Defending convention, a friend suggested we show our respect to the musicians by dressing for the occasion, but surely what matters more is that we listen carefully and express our appreciation, not least by paying.
An then there’s the issue of where we play…
The concert hall and the opera house, however intimidating, are usually the best places to listen to music, and silence is usually the right background if you want to listen attentively. But these, often unwelcoming places needn’t be the only ones. Classical music works on the underground, in railway stations, in shopping malls. Sometimes, when it catches you unawares, music has the capacity to startle you in unexpected ways, just as Poetry on the Underground (a Transport for London project) can provide inspiration when you least expect it.

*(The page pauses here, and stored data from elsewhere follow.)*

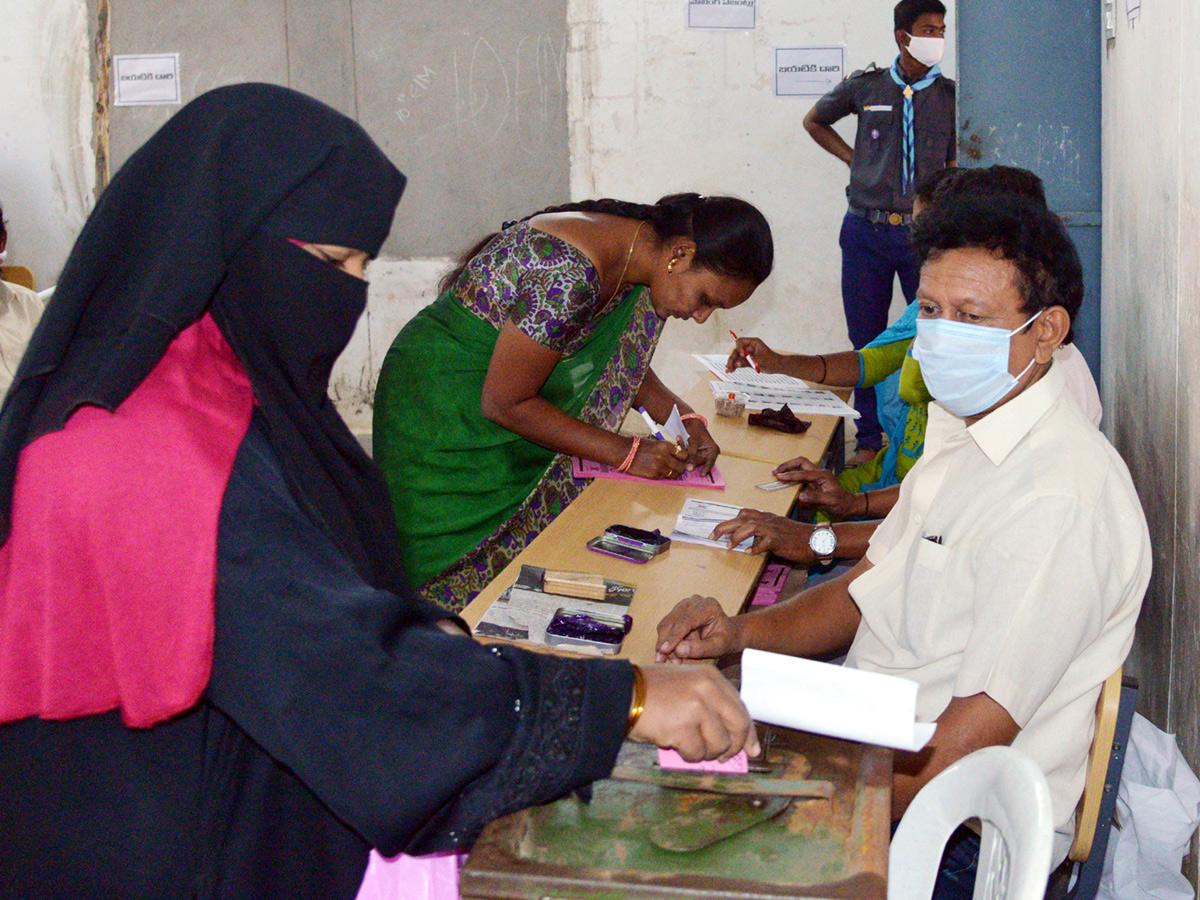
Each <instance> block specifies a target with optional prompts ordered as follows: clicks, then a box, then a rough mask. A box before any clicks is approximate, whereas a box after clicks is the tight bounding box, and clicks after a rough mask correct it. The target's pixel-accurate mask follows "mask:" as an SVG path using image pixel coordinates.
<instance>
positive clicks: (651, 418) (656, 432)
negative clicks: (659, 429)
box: [637, 407, 666, 440]
mask: <svg viewBox="0 0 1200 900" xmlns="http://www.w3.org/2000/svg"><path fill="white" fill-rule="evenodd" d="M637 412H638V413H641V414H642V418H643V419H644V420H646V424H647V425H648V426H649V427H650V434H653V436H654V437H656V438H658V439H659V440H666V438H664V437H662V432H660V431H659V425H658V422H655V421H654V420H653V419H652V418H650V414H649V413H647V412H646V407H638V408H637Z"/></svg>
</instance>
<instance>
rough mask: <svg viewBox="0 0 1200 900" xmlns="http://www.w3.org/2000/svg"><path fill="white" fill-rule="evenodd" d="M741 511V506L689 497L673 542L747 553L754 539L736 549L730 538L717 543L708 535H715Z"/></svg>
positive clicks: (674, 532)
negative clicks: (692, 544) (724, 522)
mask: <svg viewBox="0 0 1200 900" xmlns="http://www.w3.org/2000/svg"><path fill="white" fill-rule="evenodd" d="M740 511H742V508H740V506H731V505H730V504H728V503H713V502H712V500H698V499H696V498H695V497H689V498H688V499H686V500H684V502H683V509H682V510H679V517H678V518H677V520H676V524H674V528H673V529H672V532H671V540H673V541H682V542H683V544H700V545H701V546H703V547H720V548H722V550H736V551H738V552H740V553H745V552H746V551H748V550H750V547H751V545H752V544H754V538H746V539H745V540H744V541H742V542H740V544H739V545H738V546H736V547H733V546H730V539H728V538H721V539H720V540H715V541H714V540H709V539H708V535H710V534H712V533H713V529H714V528H716V526H719V524H720V523H721V522H728V521H730V520H731V518H736V517H737V515H738V512H740Z"/></svg>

Surely it’s time to let musicians and music lovers wear what they like – pyjamas if they want to – to let music happen in all sorts of places, and to pull down the barriers between players and audience.
Encouraged by the Washington Post, Joshua Bell busked briefly on the Washington Metro some years ago and earned towards 35 USD. What the Washington Post was trying to prove isn’t clear – that people don’t recognise quality unless it’s validated by context? But commuters hurry and don’t have time to stop and listen, however thrilled they might be by a burst of Kreisler. I busked myself at Covent Garden Market in the early 1980s, earning amounts of cash that impressed me at the time. It was fun, a different kind of fun from formal concert-hall playing, but exciting nonetheless, not least because those who listened were different. After all, for the audience, it wasn’t about the clothes, about seeing or being seen. If they lingered for a minute or two, or simply smiled inwardly whilst passing by, it was by choice.